We expected high convergent validity with the depression subscale of the HADS. However, the revealed correlation was only moderate, too. In order to appraise the significance of this result for the standing of the DESC compared to the established self-report instruments for depression, like the HADS [4], the Beck Depression Inventory [BDI; 1], or the Center for Epidemiologic Studies Depression Scale [CES-D; 43], it has to be taken into account that moderate convergent validity with other self-report instruments for depression has been reported for most other depression questionnaires, too. For example, both Bonilla and colleagues [44] and Kojima and colleagues [45] reported a correlation between BDI and CES-D of r = .69. Cameron and colleagues [46] found a correlation between the HADS and the Patient Health Questionnaire [PHQ-9; 2] of r = .68. Thus, the correlation between DESC and the depression subscale of the HADS is in concordance with recent findings from the literature. Furthermore, HADS and DESC might emphasize different aspects of depression. For example, in contrast to the HADS both forms of the DESC contain an item about suicidal ideation and behaviour which could at least partly account for the surprising results. Moreover, DESC (2 weeks) and HADS (1 week) refer to different timeframes and the HADS contains items with changing polarity whereas the DESC does not. Theses factors might add to the relatively low correlation of the scales. Above, in our sample the HADS classified more then twice as many persons as depressed as the DESC. Since the DESC classifications roughly correspond to the prevalence of depression reported in the literature this result might be interpreted as indicating that the HADS tends to produce "false positives" in the general population - a fact that has already been discussed for depression screening with the HADS in other samples [e.g., 26]. Nevertheless, future research should further investigate the construct validity of the DESC to substantiate the present findings.

Possible applications of the presented normative data

The DESC was shown to be a reliable and valid instrument in prior studies [20, 40]. Its sum-score can be interpreted as valid quantitative estimate of a person's depressive symptom burden, and it provides a sensitive and specific cut-off score which aids in deciding whether a depressive disorder is likely to be present.

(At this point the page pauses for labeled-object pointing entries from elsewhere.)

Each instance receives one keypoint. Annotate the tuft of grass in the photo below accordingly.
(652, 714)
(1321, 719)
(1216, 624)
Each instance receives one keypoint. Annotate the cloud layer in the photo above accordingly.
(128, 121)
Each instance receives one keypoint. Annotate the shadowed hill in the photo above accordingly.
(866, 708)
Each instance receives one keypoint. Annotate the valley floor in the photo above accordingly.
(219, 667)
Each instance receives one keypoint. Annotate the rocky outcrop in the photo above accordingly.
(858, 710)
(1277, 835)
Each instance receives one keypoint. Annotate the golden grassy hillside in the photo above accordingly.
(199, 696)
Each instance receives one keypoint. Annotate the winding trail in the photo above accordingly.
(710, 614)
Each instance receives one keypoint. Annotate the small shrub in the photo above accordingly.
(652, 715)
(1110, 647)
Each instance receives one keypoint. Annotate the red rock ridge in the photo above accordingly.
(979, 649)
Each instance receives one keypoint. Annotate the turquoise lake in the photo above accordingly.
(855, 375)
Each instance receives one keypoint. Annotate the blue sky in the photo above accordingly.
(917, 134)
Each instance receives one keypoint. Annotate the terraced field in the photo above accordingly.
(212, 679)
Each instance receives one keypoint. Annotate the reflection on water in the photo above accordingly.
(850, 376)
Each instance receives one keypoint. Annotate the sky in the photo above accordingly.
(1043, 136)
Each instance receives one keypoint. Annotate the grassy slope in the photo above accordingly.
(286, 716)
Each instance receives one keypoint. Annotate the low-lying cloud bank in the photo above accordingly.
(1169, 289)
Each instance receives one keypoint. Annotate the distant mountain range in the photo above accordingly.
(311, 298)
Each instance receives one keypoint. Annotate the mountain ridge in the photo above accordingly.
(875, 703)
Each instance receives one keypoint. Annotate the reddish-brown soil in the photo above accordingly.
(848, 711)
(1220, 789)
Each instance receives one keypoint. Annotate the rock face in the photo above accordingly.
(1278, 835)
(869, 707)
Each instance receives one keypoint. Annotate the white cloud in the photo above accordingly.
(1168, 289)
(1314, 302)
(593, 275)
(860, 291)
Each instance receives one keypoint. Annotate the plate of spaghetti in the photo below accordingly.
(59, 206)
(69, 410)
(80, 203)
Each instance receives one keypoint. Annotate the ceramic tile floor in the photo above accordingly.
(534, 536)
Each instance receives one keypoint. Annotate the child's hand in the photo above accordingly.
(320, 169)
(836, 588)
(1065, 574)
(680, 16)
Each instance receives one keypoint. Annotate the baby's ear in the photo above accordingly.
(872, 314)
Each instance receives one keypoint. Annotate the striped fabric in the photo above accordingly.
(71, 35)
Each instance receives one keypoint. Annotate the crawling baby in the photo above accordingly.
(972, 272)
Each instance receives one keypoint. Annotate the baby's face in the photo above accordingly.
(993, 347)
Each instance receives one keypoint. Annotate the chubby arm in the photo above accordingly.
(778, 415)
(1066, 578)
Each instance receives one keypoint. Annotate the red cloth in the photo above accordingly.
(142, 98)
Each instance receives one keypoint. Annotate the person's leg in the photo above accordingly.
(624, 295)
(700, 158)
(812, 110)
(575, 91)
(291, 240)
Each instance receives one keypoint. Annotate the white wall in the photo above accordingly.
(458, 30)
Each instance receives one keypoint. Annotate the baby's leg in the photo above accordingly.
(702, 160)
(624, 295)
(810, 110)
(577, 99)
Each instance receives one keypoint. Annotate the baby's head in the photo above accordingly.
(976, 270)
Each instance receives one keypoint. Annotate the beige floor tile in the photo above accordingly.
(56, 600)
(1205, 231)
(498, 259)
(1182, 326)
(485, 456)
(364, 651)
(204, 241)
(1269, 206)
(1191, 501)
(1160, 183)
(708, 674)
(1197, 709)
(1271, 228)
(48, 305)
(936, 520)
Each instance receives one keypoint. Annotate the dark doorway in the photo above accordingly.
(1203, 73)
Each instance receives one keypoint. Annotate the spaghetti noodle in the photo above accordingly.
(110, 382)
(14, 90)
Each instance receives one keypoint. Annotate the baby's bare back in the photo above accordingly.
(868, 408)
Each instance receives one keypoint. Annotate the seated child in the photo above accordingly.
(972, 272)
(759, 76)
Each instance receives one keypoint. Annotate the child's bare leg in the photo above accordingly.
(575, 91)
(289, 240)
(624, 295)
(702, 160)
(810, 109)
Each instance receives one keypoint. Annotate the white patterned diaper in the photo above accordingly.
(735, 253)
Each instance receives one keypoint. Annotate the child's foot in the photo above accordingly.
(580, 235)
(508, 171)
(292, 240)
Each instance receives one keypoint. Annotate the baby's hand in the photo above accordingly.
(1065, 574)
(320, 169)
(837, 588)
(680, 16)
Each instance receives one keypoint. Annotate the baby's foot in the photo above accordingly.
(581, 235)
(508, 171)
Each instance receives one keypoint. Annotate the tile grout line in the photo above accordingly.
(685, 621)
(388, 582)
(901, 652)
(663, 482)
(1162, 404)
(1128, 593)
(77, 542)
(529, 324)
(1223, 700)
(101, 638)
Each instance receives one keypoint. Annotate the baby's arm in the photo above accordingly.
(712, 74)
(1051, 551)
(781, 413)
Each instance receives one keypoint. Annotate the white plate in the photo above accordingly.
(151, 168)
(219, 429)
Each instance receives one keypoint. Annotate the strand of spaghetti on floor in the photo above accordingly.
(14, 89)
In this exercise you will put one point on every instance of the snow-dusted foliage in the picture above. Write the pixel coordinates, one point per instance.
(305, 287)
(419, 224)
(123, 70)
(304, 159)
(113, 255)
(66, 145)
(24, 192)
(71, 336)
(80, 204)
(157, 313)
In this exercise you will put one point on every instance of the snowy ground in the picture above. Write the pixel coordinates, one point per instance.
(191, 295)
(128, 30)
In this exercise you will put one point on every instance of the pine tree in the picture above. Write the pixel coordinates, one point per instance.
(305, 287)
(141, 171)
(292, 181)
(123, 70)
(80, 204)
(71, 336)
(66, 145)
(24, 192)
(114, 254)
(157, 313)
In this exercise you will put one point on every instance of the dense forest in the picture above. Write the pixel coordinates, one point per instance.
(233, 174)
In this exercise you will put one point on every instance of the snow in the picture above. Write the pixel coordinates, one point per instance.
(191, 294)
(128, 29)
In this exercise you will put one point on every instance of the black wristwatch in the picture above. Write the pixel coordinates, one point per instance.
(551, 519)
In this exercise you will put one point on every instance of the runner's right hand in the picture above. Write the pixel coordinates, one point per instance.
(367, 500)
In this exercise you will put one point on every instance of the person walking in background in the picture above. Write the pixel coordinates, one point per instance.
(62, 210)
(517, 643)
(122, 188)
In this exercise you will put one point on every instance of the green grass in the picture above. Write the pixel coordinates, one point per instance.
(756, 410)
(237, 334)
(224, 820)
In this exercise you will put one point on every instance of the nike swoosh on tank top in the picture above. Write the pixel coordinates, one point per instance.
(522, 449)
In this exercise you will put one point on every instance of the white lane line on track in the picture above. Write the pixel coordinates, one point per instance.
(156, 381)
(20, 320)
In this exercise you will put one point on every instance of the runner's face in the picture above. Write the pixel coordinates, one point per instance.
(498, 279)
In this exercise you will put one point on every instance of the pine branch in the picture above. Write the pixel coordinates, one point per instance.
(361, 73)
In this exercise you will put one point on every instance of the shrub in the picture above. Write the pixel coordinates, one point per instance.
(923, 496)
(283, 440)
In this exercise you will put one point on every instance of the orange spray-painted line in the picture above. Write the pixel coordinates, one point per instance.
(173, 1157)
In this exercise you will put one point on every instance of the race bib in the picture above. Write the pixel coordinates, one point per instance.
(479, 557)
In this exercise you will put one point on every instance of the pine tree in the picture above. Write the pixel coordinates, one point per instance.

However, the normative data presented in the current study further facilitate the clinical utilization of the instrument. The provided T- and Z-scores allow for comparing DESC sumscores with the distribution of sumscores in the general population. Thus, clinicians may now come to a rapid binary decision about the clinical status of a patient by applying the cut-off score. But above, a more fine graded evaluation of the patient's state is possible by comparing his scores with the distribution in the general population. This may be beneficial for clinical application, particularly in repeated assessments. The issue how to determine significant change across treatment has been subject to intense and vivid discourse in psychotherapy research in the past [see 47 for a review]. Important recommendations how to deal with this problem have been made by e.g. Jacobson and Truax [48]. Amongst other important suggestions, they point out that a central aspect of the evaluation of clinical significant change is the returning of the patient's score to the range of the mean plus one standard deviation of the general population distribution. This refers to the "cutoff point b" as presented by the authors [see 47 for details]. With the normative data presented here, clinicians now can follow this recommendation when using the DESC.

Conclusions

Taken together, the present study provides further evidence for the psychometric quality of the DESC and opens new opportunities for sumscore interpretation through the presentation of normative data. The major strengths of the instrument can be expected in retest applications in both clinical and nonclinical samples. We conclude that the instrument can be useful in dealing with the central challenges of clinical assessment: (1) to measure a patient's symptom burden quantitatively, (2) to decide, whether this measurement indicates the presence of a depressive disorder, and (3) to judge whether symptom burden changes in the course of treatment.